Ginnastica o cosmesi
Non tira aria buona per la pace, di questi tempi. I tamburi di guerra hanno ripreso (ma avevano mai smesso?) a far udire il loro lugubre «tam tam». I potenti della Terra giocano come bambini alla guerra, se non fosse che le armi che impugnano non sono di plastica. Ma non ne sembrano più di tanto preoccupati o consapevoli. Urlano, intasano la comunicazione di minacce, gonfiano i muscoli come fanno alcune specie di scimmie, o i leoni con la criniera e i galli con la cresta. L’importante è avercela con qualcuno, dargli sempre contro, indicarlo al pubblico ludibrio come il nemico verso cui convogliare rabbie, odi, colpe. In nome dell’egoismo fatto sistema, a tutti i livelli sociali…
Ma noi, tutti noi che sembriamo lontani chilometri dalle stanze dove si dovrebbero risolvere queste questioni, noi che possiamo fare?! Aspettare ordinatamente la catastrofe? Affidare i nostri mal di pancia al furbo approfittatore di turno? Girarci dall’altra parte? Scollegare il cervello? Mi parrebbe utile provare a recuperare dalla Evangelii gaudium, l’esortazione apostolica di papa Francesco datata ormai 2013, alcuni preziosi suggerimenti. Perché, come dice l’altro Francesco, quello di Assisi, «la pace che annunziate con la bocca, abbiatela ancor più copiosa nei vostri cuori» (Tre compagni 58).

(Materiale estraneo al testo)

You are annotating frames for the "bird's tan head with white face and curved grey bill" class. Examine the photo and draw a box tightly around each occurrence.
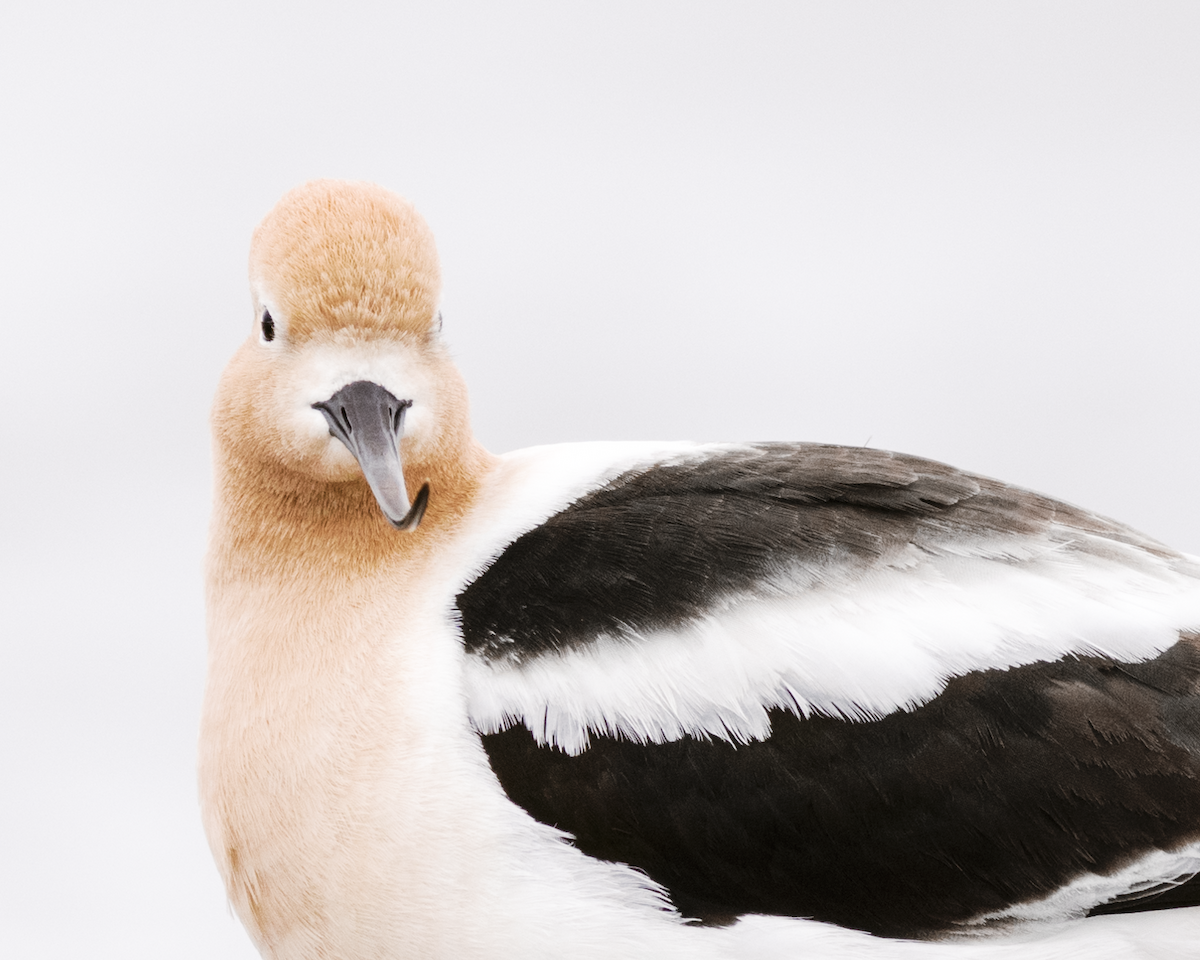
[214,180,473,529]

Il primo. Scrive il Papa che il tempo è superiore allo spazio (nn. 222-225). E cioè che con la politica, e la pedagogia, del tutto e subito, magari anche senza sforzo, non si va molto lontani. Ci servono invece orizzonti più ampi, per dare senso all’impegno di ogni giorno. Dobbiamo nutrirci di possibilità, percorsi, speranze, attese.
Per il secondo, il Papa parla di unità che prevale sul conflitto (nn. 226-230), e mi sembra che non ci sia nulla da aggiungere.Un terzo suggerimento: il tutto è superiore alla parte (nn. 234-237). Che tradotto significa: passare dall’io al noi. «Non è possibile godere della pace del cuore senza l’amore verso il prossimo» (sant’Antonio, Domenica III dopo l’Ottava dell’Epifania): nella consapevolezza evangelica che o stiamo un po’ meglio tutti, o non sta bene del tutto nessuno. È la faccenda della comunione dei santi e dei peccatori. È think globally, make locally («Pensa globalmente, fa’ localmente»).
Ma è l’ultimo suggerimento di papa Francesco che mi intriga: la realtà è più importante dell’idea (nn. 231-233). In tempo di fiction e di (finti) reality, nonché di amicizie ed esperienze social, e cioè virtuali, mentre ce ne stiamo postmodernamente in equilibrio sul crinale tra verità e menzogna, virgolettando ogni parola perché tutto è relativo; beh, fare i conti con la realtà, non prescindere da essa, significa affermare che non ci sono solo interpretazioni, ma fatti. Significa che le nostre idee e progetti devono misurarsi con ciò che «c’è là fuori».La realtà si impone, è irriducibile, resiste ai deliri dei nostri pensieri. È il particolare inaspettato e imprevisto che ci strappa dalle nostre abitudini mentali e operative. È essere impreparati davanti alla realtà, che attraversa le nostre storie quando meno ce l’aspettiamo. Come lo fu il malcapitato della parabola evangelica rispetto al samaritano che se ne tornava bel bello verso casa: che non è buono, semplicemente permette alla realtà di scombinargli i progetti di quella sera. Mi diceva un amico sacerdote che, purtroppo, tutti i nostri sogni si grattugiano sul ruvido asfalto. Il filosofo Ludwig Wittgenstein affermava che l’attrito della realtà è altresì necessario per camminare, altrimenti scivoliamo come sul ghiaccio. È allenarci alla realtà, aggiunge il Papa citando un altro filosofo, Platone, e non aggiustarcela a nostro uso e consumo camuffandola con la cosmesi.